By Anna Park, Zoe Argento, and Philip Gordon on November 5, 2020 Littler Law Firm
Less than a year after the California Consumer Privacy Act (CCPA) went into effect, California’s electorate approved a ballot measure that will substantially expand the privacy obligations the CCPA imposes on employers. On November 3, 2020, Proposition 24, known as the California Privacy Rights and Enforcement Act of 2020 (CPRA), received sufficient votes to become law, following certification of the election results by California’s Secretary of State.
Extension of the Partial Exemption for Human Resources Data until 2023
The CCPA exempts the data of employees, applicants, independent contractors, and members of a covered business’ board of directors (HR Individuals) from most of its requirements until January 1, 2022. Under this exemption, only two of the CCPA’s provisions now apply to covered employers: (a) the requirement to provide a “Notice at Collection,” and (b) a California resident’s right to recover up to $750 in statutory damages for certain types of data breaches. Regarding the Notice at Collection, the CCPA requires employers to provide a notice at, or before, collecting personal information from HR Individuals describing (a) the categories of personal information the employer will collect, and (b) the purposes for which the employer will use that information.
The CPRA extends the sunset date for the CCPA’s exemption for HR Individuals until January 1, 2023, when the CPRA goes into effect. On that date, covered employers must comply with the full CPRA. In short, the CPRA will not contain a carve-out for the data of HR Individuals.
Key Requirements of the CPRA
The CPRA creates a comprehensive data protection regime similar to data protection laws in many other countries, such as the European Union’s General Data Protection Regulation. In essence, the CPRA contains four classes of requirements:
- Data rights;
- Vendor management; and
- Data security.
The CPRA also expands the data rights granted to California residents. Under the CCPA, California residents have the right to know how a covered business handles their personal information, the right to request that the business delete their personal information, and the right to opt out of sales of their personal information. The CPRA adds the rights to correct personal information, to limit the use and disclosure of sensitive personal information, and to opt out of the sharing of personal information for certain types of behavioral advertising.
Notably, the CPRA contains a 12-month lookback period for California residents’ requests to exercise their new rights. This means that, commencing on January 1, 2022, employers should tag and arrange their human resources data so that they can respond to employees’ requests to correct, delete, and obtain details on the handling of, their personal information once the CPRA goes into effect on January 1, 2023.
While the CCPA only provides incentives to businesses to include CCPA provisions in vendor contracts, the CPRA requires covered business to sign CPRA-compliant contracts with vendors that handle the business’s personal information. Therefore, for most covered employers, compliance will require a campaign to amend contracts with HR vendors. Here again, covered employers should take steps to comply well in advance of the January 1, 2023, compliance deadline.
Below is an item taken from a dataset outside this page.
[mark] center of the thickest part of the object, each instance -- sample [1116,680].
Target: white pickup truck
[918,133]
Finally, the CPRA expands the types of data breaches for which a California resident can recover statutory damages to include breaches of online login credentials. The existing right to recover statutory damages, particularly when coupled with this expansion, provides covered employers a strong incentive to enhance their security measures.
Amendments, Regulations, and Enforcement
Unlike the CCPA, which California legislators amended twice to reduce burdens on employers, the CPRA likely will not be amended to create an exemption for the data of HR Individuals. California legislators can amend the CPRA through the regular legislative process. The CPRA stipulates, however, that it may be amended only to the extent that such amendment is “consistent with and [will] further the purpose and intent of the [Act].” The CPRA’s purpose and intent is to “further protect consumers’ [privacy] rights.” Therefore, any amendment that seeks a carve-out for HR Individuals’ data likely would be challenged as an impermissible limitation on privacy rights.
Employers should take note that the risk of enforcement under the CPRA likely will be materially higher under the CPRA. The new law creates the first-ever state agency, called the California Protection Agency, focused on enforcing privacy protections. The agency is also authorized to issue regulations explicating how the CPRA will apply to a long list of issues. Final regulations must be adopted by July 1, 2022.
With the exception of the private right of action for data breaches, only the California Protection Agency can enforce the CPRA. Enforcement may commence on July 1, 2023 and will apply only to violations occurring on or after that date.
Next Steps for Employers
Employers with HR Individuals in California should consider taking the following steps now:
- Determine whether they are businesses subject to the CPRA; and
- If subject to the CPRA:
- Identify the teams that will lead their CPRA compliance efforts;
- Commence a data-mapping exercise to identify all of their repositories of HR Individuals’ personal information and the flow of that personal information into, and out of, the company; and
- Based on the results of the data mapping, develop a plan to achieve compliance with the CPRA by January 1, 2023.